More generally, we can form operators in ${B(\mathcal H)}$ by taking finite sums ${\sum_nA_n\otimes B_n}$ of ${A_n\in\mathcal B(\mathcal H_1)}$ and ${B_n\in B(\mathcal H_2)}$. For finite dimensional Hilbert spaces, all operators in ${B(\mathcal H)}$ can be expressed in this form, so that

$\displaystyle B(\mathcal H)\cong B(\mathcal H_1)\otimes B(\mathcal H_2)$

is the tensor product. More generally, ${B(\mathcal H)}$ will be the closure of the tensor product in the weak (or strong) operator topology. This suggests that, if we represent the two systems by *-algebras ${\mathcal A_1}$ and ${\mathcal A_2}$, then the composite system is represented by their tensor product ${\mathcal A=\mathcal A_1\otimes\mathcal A_2}$, or some completion of this. There are natural homomorphisms

$\displaystyle \setlength\arraycolsep{2pt} \begin{array}{rl} &\displaystyle\mathcal A_1\rightarrow\mathcal A,\ a\mapsto a\otimes1,\smallskip\\ &\displaystyle\mathcal A_2\rightarrow\mathcal A,\ b\mapsto 1\otimes b. \end{array}$

The images of any element of ${\mathcal A_1}$ and any element of ${\mathcal A_2}$ commute, showing that ${\mathcal A}$ is a kind of commutative product’ of the two algebras. Furthermore, for any states ${p_1\colon\mathcal A_1\rightarrow{\mathbb C}}$ and ${p_2\colon\mathcal A_2\rightarrow{\mathbb C}}$, there is a unique state ${p\colon\mathcal A\rightarrow{\mathbb C}}$ satisfying

$\displaystyle p(a\otimes b)=p_1(a)p_2(b).$

This is a kind of independent product of the states, similar to the product measure in classical probability. Entangled states on ${\mathcal A}$ are precisely those which cannot be expressed in this form.

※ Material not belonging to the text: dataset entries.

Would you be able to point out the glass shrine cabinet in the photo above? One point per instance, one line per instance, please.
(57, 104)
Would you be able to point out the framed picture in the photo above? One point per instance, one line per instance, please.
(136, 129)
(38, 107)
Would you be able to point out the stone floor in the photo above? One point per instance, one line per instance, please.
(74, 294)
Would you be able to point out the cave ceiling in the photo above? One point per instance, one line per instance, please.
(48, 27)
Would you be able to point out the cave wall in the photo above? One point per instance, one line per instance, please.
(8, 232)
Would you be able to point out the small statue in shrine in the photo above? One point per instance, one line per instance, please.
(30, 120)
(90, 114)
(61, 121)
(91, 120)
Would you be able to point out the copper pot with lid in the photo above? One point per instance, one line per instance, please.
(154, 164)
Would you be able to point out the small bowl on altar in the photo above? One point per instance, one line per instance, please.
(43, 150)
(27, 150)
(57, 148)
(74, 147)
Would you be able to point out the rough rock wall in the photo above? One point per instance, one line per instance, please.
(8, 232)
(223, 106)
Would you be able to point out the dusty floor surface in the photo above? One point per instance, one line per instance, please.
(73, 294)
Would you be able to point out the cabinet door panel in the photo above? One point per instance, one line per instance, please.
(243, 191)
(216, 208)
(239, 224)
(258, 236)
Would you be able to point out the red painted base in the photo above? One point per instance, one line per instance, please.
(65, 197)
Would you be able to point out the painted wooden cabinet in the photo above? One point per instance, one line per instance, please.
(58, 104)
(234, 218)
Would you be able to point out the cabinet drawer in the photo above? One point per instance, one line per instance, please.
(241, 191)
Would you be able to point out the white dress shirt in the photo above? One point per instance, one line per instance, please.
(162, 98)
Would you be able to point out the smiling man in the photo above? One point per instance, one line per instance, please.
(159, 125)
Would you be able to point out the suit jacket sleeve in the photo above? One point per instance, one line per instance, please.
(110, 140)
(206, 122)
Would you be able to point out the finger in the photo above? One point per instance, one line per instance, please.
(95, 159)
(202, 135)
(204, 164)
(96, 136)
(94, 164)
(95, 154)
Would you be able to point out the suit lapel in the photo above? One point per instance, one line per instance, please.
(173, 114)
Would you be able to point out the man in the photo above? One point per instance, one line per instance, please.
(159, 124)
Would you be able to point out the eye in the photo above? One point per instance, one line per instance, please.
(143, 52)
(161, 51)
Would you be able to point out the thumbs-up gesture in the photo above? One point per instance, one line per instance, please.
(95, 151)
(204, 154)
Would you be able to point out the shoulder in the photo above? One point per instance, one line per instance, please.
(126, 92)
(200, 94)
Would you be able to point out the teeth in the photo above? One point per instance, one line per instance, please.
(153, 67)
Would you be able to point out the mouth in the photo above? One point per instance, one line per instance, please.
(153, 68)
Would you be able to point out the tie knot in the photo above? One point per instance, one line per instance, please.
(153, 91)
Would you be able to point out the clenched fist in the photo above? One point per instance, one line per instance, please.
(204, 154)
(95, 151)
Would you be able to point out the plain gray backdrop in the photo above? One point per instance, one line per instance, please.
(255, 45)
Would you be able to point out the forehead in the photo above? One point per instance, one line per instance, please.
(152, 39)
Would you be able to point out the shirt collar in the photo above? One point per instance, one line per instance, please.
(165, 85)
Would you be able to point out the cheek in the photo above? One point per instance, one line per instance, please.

The use of the tensor product to represent the composite of quantum subsystems does have a very important physical consequence. Suppose that we have two systems represented by *-algebras ${\mathcal A_1}$ and ${\mathcal A_2}$. I will identify each of these with its image in the *-algebra ${\mathcal A=\mathcal A_1\otimes\mathcal A_2}$ representing the composite system. Suppose, also, that we have a state ${p\colon\mathcal A\rightarrow{\mathbb C}}$, and two observers, one for each of the two subsystems, and that the second observer makes a measurement on the second system. The possible measurement outcomes are described by a sequence of mutually orthogonal projections ${P_n\in\mathcal P(\mathcal A_2)}$ satisfying ${\sum_nP_n=1}$. If the outcome is n’, then this observer updates her state to be ${q(a)=p(P_naP_n)/p(P_n)}$, in accordance with (3). Now, the two subsystems need not be physically interacting in any way, and could well be at completely different places in the the universe. The first observer may not be in any communication with the second one, or be observing the second subsystem at all. We can compute the impact of the measurement on the state of the first subsystem, as seen by the first observer. This is updated according to (4). Making use of the fact that ${\mathcal A_1}$ and ${\mathcal A_2}$ commute with each other, the updated state for any ${a\in\mathcal A_1}$ is,

$\displaystyle \setlength\arraycolsep{2pt} \begin{array}{rl} \displaystyle q(a) &\displaystyle=\sum_np(P_naP_n)=\sum_np(aP_n^2)\smallskip\\ &\displaystyle=p\left(a\sum_nP_n\right)=p(a). \end{array}$

The measurement has no effect on the first system, which is as it should be. The alternative would inevitably lead to contradictions, or to systems being continually impacted by some spooky action at a distance due to measurements or transformations on other systems with which they may have become entangled at some point in the past.